Efectivamente, o mesmo recorrente apostrofa pela ofensa do princípio da igualdade expressa no tratamento desigual face a outros Magistrados a exercer funções na Eulex do ....

Existe aqui, a nosso ver, uma incorrecta compreensão do mesmo princípio o qual tem por objectivo impedir o estabelecimento de distinções arbitrárias entre os indivíduos, com base, por exemplo, em preconceito de origem, raça, sexo, cor, idade e quaisquer outras formas de discriminação. O mesmo tem uma natureza formal, encerrando uma dualidade: manda tratar igualmente os iguais e desigualmente os desiguais.

  Como afirma Kaufmann em virtude do carácter analógico do direito, a igualdade é sempre uma equiparação que não se funda apenas num juízo racional, mas numa decisão de poder, motivo pelo qual igualdade é sempre igualdade de relações, e, pois, uma correspondência, uma analogia. Em síntese nada ou ninguém é absolutamente igual a outro, nem absolutamente desigual, mas mais ou menos semelhante. Por isso igualdade é abstracção da diferença e diferença é abstracção da igualdade.

A afirmação  ‘todos os cidadãos são iguais perante a lei” significa a exigência de igualdade na aplicação do direito. A igualdade na aplicação do direito continua a ser uma das dimensões básicas do princípio da igualdade constitucionalmente garantido e, como irá se verificar, ela assume particular relevância no âmbito da aplicação igual da lei (do direito) pelos órgãos da administração e pelos tribunais Implícita nesta ideia a proibição duma descriminação sobre a qual refere Gomes Canotilho que uma da funções dos direitos fundamentais ultimamente mais acentuada é a que se pode chamar de função de não discriminação. Esta função de não discriminação alarga-se a todos os direitos, liberdades e garantias pessoais (ex: não discriminação em virtude de religião), como aos direitos de participação política (ex: direito de acesso aos cargos públicos) como ainda aos direitos dos trabalhadores (ex: direito ao emprego e formação profissionais)

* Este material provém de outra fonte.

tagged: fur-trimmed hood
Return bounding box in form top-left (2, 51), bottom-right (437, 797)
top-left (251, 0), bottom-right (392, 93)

Se as circunstâncias concretas do recorrente divergem dos restante indicados na sua alegação  não se vislumbra como é que, em face de silogismos que contêm pressupostos diversos, se pode conclamar por decisão análoga.

Na verdade, se em relação à aferição em função do interesse publico nos confrontamos com um dado objectivo que, pela mesma forma, se aplica a qualquer um dos indicados Magistrados é aquele que, importa desde já referir, alimenta a ideia dum excessivo  número de Juízes Portugueses no ...[9] .

É o próprio recorrente que, no seu petitório em nota de rodapé a fls 8, refere a circunstância que o diferencia e que é uma sucessão nas comissões, primeiro em ... e depois no .... É certo que que, afirma o mesmo “nunca o recorrente poderia ter trocado ... pelo .... Trocou sim ... por um feliz regresso a Portugal não fora o próprio CSM ter divulgado vagas no ...” igualmente é exacto que, a uma comissão de serviço de dois anos e quatro meses em ..., se sucedeu uma autorização para exercer funções no ... por um período de quatro meses e vinte e oito dias.

            Mais adianta o requerente, num exemplar “espírito de missão”, que “ o CSM sabe a efectiva diferença de remuneração entre a cooperação em ... e a missão Eulex, não podendo ignorar, pois, que a mudança de país Implicou uma perda de 1/4 da remuneração mensal do requerente”.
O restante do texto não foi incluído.